21.5 Data Compression
When data is first compressed before storing to the disk, more data can be stored. Compressing the data can be performed either at the host level, at the storage subsystem controller level, or inside the disk drive. If data can be compressed at an average compression ratio of C to 1, then, in essence, the storage capacity of the disk drive is increased C times. In addition to this seemingly marvelous attribute, data compression can also potentially improve performance. First, the media transfer rate is effectively increased C folds. Second, the track capacity is increased C times, reducing or even eliminating seek distances between a user’s data. (Refer back to Chapter 19, Section 19.2.1, for a more in-depth discussion of performance impact of a larger track capacity.)
However, data compression has a few major issues.
• Data compression is computationally intensive, although using a dedicated compression chip or hardware can alleviate the problem.

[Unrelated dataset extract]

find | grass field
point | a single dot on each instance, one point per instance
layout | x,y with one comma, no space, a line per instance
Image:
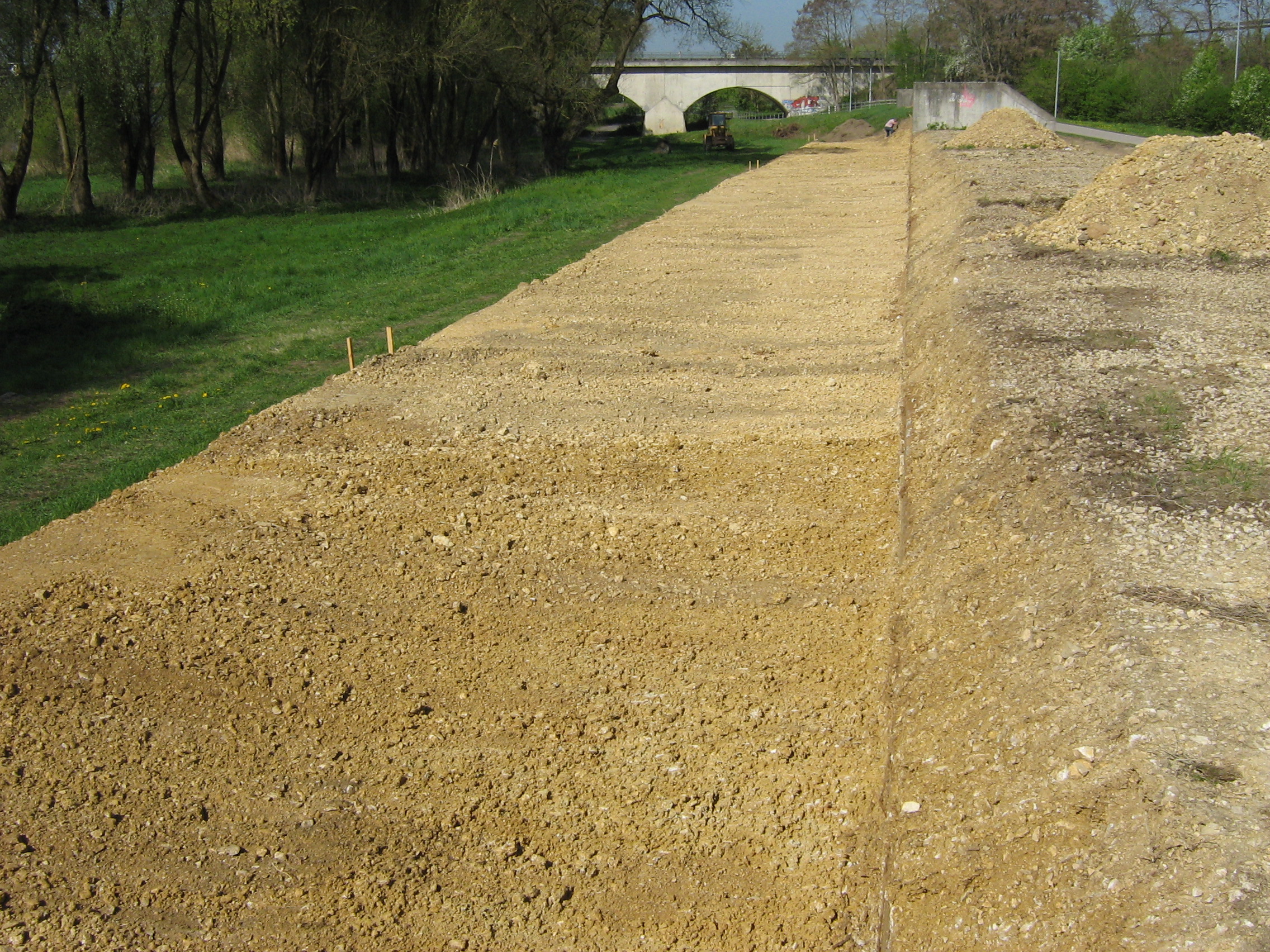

• The compression ratio is highly data content sensitive. Some data compresses well, while other data cannot be compressed at all. Furthermore, a piece of data will likely be compressed to a different size each time its content is changed. Thus, when data is modified, its new compressed output may no longer fit in the space previously allocated to that data. One solution is to use compression in conjunction with the log-structured write, since the log-structured write does not write back to the original location and, hence, the size of the data does not matter. Another solution is to allocate some slack space for each piece of compressed data so as to minimize the probability of not being able to fit a modification back into the allocated space. For those rare occasions when the modification does not fit, then the data is relocated to some new space.
• If multiple pieces of compressed data are packed into a sector, then modifying any one of them and writing it back will require a read-modify-write of the sector. This degrades performance very substantially as the process requires a read, waiting basically one revolution, and then a write. Again, the log-structured write can be a solution to this problem.
1Using multiple copies of data on multiple drives, such as mirroring or RAID-1, also works and is discussed in Section 24.2 of Chapter 24.
2In this discussion, the average one-half sector delay for reading the first available sector is ignored, since it is only a very small fraction of a revolution.
3This is a concept that has been discussed for many years, but has not materialized yet.